Compound data classes may be defined as the union of other data-detected and/or metadata-detected data classes. In this case, PII will be a compound data class that consists of several data and metadata-detected data classes which are categorized as personally identifiable information and their data should be hidden by default.

Go to MANAGE > Data classes.

Looking at the list we have at least five different types which could be PII:

  • Address Line

  • Gender

  • Last Name

  • US Postal Code

  • US Social Security Number

There may be others, but we will start with these for this exercise.

One of the powerful features of data classes is the ability to enable auto-tagging of elements and auto hiding at the same time. In order to take advantage of these features, we will create a new PII data class which is a compound type of the above PII related data classes we listed.

Click +Add and enter the following:

The data class is a Compound data class consisting of the five types in the earlier list.

Specify the Confidential as the DEFAULT SENSISTIVITY and associate several PII type data classes in the COMPOUND TYPES selection box.

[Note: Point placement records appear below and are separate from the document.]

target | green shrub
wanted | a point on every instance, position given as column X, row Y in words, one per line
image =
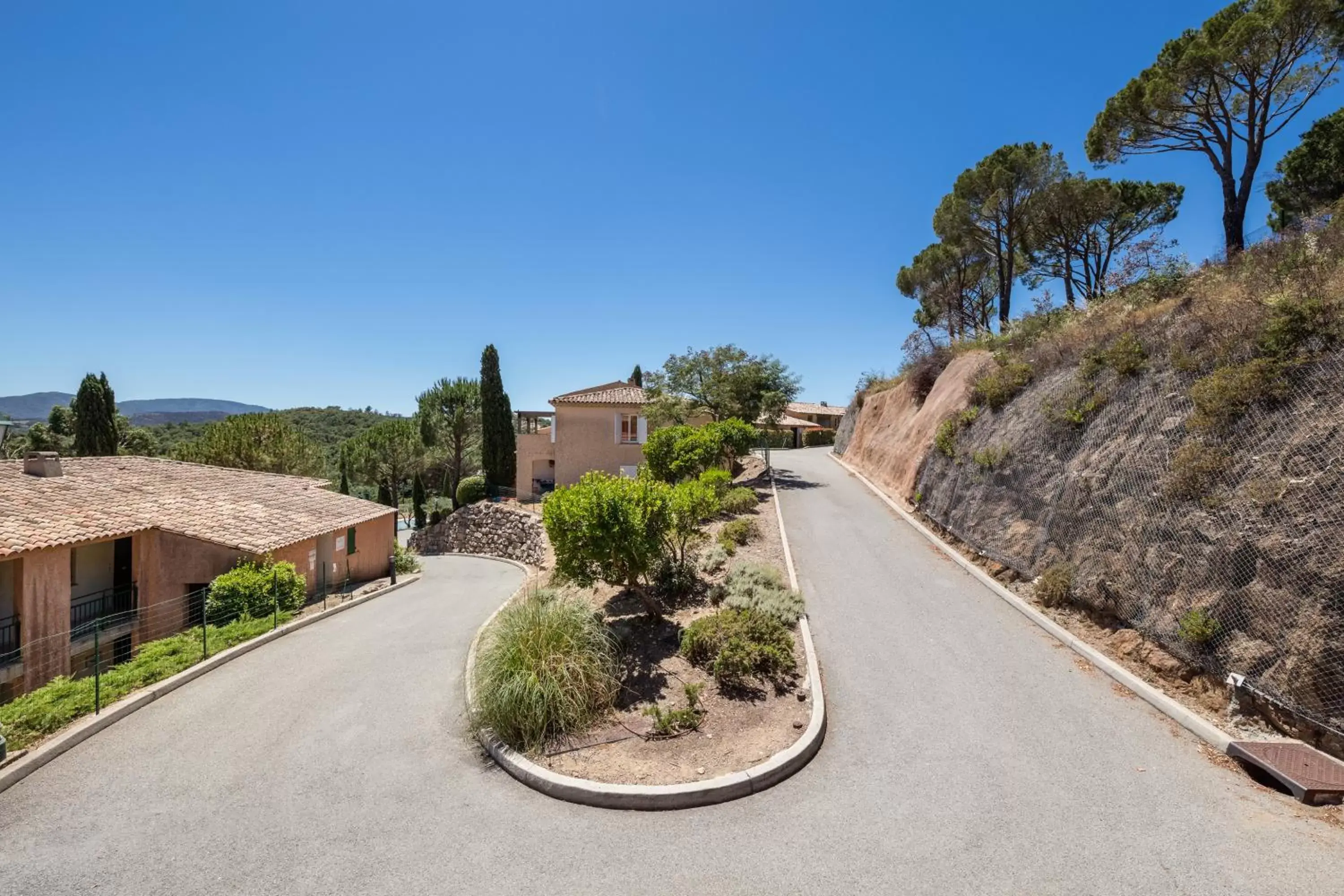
column 47, row 710
column 740, row 500
column 718, row 480
column 256, row 590
column 819, row 437
column 1076, row 406
column 1055, row 585
column 1195, row 470
column 471, row 491
column 945, row 440
column 1223, row 397
column 1002, row 385
column 713, row 559
column 990, row 458
column 761, row 589
column 738, row 531
column 738, row 645
column 1197, row 628
column 546, row 668
column 1127, row 357
column 671, row 722
column 1299, row 326
column 674, row 579
column 608, row 528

Add all the data classes identified above.

Click SAVE.

The Hide Data setting is assigned for this sensitivity label (e.g., Classified). This way, when a data element is tagged with the PII data class, its Sensitivity Label with be Classified and thus its data will also be hidden from casual users who do not have the Data Management capability object role assignment.

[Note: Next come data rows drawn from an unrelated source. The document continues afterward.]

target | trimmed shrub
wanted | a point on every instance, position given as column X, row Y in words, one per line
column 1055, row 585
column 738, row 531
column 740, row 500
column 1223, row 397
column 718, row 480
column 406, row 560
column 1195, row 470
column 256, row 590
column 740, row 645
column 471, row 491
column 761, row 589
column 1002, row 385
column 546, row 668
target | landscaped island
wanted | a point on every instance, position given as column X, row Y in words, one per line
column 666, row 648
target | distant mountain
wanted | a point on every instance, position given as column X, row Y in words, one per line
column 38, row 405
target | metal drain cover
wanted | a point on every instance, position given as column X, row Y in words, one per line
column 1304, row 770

Harvest with the Data class

Go to MANAGE > Configuration, select the Data Lake model and go to the Import Options tab. Note, this model is defined for Data Profiling and Sampling.

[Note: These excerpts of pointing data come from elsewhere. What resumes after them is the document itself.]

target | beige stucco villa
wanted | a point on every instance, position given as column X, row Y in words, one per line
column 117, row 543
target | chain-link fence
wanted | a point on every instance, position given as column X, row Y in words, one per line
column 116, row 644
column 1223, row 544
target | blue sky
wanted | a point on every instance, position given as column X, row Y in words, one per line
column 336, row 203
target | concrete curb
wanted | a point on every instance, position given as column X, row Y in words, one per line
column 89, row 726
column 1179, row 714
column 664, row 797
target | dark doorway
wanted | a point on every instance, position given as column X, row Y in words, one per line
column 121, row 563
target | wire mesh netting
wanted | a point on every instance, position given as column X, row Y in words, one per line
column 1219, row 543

Click Import and be sure to check FULL SOURCE IMPORT INSTEAD OF INCREMENTAL to ensure that the cached copy is not simply reused.

Once the import has completed and the data profiled and samples (check the Logs tab), We will see what was profiling and auto tagged (and thus auto hidden).

Analyze the Auto Tagging and Hiding Results

Go to WORKSHEETS > File > Fields.

Add the Data Classifications column to the Grid view and Filter on Data Classifications = PII:

Here is a list of all the auto tagged PII fields.

Go to the object page for (click) SSN.

This field was tagged as both US Social Security Number and PII, as PII is a compound of several types including the other.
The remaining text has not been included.